Jam. 3:5-8 Even so the tongue is a little member, and boasteth great things. Behold, how great a matter a little fire kindleth! (6) And the tongue is a fire, a world of iniquity: so is the tongue among our members, that it defileth the whole body, and setteth on fire the course of nature; and it is set on fire of hell. (7) For every kind of beasts, and of birds, and of serpents, and of things in the sea, is tamed, and hath been tamed of mankind: (8) But the tongue can no man tame; it is an unruly evil, full of deadly poison.
A World of Iniquity
James understood the dangers of an untamed tongue. He warns of those dangers in some of the strongest, plainest language possible. He says of the tongue:
- It boasts great things (lit. “big talk”)
- It is the spark that ignites a forest fire (“matter” = lit. “forest”)
- It is a fire (lit. “lightning” – strikes fast, causes damage.)
- Is a world of iniquity (a cornucopia of corruption)
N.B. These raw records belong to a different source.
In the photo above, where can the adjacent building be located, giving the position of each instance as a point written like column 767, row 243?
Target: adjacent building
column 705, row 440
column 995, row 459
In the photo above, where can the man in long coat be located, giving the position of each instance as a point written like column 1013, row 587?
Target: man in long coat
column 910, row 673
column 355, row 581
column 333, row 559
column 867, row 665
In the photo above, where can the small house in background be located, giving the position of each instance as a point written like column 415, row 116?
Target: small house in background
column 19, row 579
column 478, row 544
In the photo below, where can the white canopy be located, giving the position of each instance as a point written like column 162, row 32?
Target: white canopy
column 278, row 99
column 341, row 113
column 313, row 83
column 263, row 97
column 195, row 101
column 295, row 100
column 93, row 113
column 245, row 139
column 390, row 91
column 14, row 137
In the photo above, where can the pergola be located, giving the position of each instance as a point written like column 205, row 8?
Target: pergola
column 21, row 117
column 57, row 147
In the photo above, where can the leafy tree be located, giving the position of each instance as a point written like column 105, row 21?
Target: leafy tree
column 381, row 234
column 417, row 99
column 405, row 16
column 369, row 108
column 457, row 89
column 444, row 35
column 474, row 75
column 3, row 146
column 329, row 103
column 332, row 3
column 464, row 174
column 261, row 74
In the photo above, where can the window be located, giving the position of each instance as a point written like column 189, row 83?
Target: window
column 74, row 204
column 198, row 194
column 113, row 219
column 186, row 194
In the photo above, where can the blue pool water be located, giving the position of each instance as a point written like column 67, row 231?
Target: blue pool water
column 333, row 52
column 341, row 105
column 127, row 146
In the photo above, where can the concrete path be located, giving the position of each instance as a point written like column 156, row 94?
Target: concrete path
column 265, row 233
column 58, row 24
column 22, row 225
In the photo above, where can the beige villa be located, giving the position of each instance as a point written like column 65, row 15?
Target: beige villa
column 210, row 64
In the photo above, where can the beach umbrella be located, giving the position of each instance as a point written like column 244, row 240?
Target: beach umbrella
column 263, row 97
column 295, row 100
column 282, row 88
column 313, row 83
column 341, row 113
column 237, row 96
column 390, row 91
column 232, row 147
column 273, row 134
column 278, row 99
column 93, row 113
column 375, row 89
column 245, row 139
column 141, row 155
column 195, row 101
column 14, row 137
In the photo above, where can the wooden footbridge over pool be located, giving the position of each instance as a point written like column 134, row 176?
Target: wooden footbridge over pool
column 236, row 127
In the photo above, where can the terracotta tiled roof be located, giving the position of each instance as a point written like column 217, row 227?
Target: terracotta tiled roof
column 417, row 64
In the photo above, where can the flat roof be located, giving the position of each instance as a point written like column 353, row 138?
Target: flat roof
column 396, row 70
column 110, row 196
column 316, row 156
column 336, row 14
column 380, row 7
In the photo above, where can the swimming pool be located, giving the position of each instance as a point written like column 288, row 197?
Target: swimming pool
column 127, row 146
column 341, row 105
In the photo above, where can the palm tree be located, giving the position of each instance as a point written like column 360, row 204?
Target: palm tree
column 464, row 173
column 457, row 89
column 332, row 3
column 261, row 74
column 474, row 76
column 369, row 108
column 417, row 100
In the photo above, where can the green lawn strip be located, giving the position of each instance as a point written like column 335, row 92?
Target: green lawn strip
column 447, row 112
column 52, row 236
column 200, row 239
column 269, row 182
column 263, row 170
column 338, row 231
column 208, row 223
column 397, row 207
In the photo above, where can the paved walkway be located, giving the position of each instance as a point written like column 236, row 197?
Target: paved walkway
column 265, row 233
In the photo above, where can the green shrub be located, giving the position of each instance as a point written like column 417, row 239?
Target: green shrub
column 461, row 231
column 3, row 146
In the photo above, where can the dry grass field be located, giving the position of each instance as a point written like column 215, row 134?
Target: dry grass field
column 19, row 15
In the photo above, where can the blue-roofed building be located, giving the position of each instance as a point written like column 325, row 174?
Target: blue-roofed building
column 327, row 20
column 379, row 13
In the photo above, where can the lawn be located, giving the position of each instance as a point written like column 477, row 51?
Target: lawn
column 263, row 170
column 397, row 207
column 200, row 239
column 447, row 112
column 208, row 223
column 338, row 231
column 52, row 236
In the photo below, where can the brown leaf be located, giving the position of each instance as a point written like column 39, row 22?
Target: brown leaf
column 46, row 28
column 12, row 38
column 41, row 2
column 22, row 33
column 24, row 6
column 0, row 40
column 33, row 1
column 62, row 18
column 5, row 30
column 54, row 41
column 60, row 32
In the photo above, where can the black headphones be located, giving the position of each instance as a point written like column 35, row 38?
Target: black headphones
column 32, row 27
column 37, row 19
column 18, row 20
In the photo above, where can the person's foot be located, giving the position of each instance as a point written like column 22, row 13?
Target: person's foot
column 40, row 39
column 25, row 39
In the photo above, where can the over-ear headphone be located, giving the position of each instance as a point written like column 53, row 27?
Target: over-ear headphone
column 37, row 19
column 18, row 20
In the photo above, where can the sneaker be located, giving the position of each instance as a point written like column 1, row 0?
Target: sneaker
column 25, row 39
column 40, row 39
- It defiles the who body (by drawing it into sin)
- It sets on fire the course of nature (enflames our carnality)
- It is ignited by Hell
- It can’t be tamed
- It is an unruly evil
- It is full of deadly poison
James was not subtle. Controlling our words is the responsibility of every Christian (1:25). If we don’t we can create all sorts of trouble for our neighbors and ourselves.
Can we really blame this on the tongue, though? Is this body part really the essence of evil? Isn’t it the speaker behind the speech that is the problem? I believe it is. The bit has power to direct the horse, but the rider controls the bit. The rudder can turn the boat, but the helmsman turns the rudder. Our words reveal what we are on the inside:
Luk .6:45 A good man out of the good treasure of his heart bringeth forth that which is good; and an evil man out of the evil treasure of his heart bringeth forth that which is evil: for of the abundance of the heart his mouth speaketh.
So the tongue reveals the desperate wickedness of the heart. Not only that, but our words express wickedness in the world. The expression of evil influences others in a way the simply having a wicked heart does not.
No Man Can Tame It
It scary to hear just how evil our tongue can be. It’s even more frightening to hear James say that we can’t tame it. We may want to, try to, but we can’t control it.
As is often the case, James leaves his readers to figure out the theological implications of his words. He doesn’t say, “so just give up.” Neither does he say, “so pray for God’s help.” But I think that second idea is the logical conclusion we’re supposed to reach.
We can’t tame our tongues, so we do what people often do when they reach the end of their abilities – we pray.
Jer. 32:17 Ah Lord GOD! behold, thou hast made the heaven and the earth by thy great power and stretched out arm, and there is nothing too hard for thee:
Mat. 17:20 And Jesus said unto them, Because of your unbelief: for verily I say unto you, If ye have faith as a grain of mustard seed, ye shall say unto this mountain, Remove hence to yonder place; and it shall remove; and nothing shall be impossible unto you.
How Are You Doing?
- Can you think of a time, recently, when your words stirred up a storm?
- Do you realize just how dangerous your words can be?
- Do you pray consistently that God will help you watch your words?
Read James 3:9-12 for tomorrow. Evaluate how consistent your speech is. Do you sound like a Christian in some circumstances, and an unbeliever in other circumstances?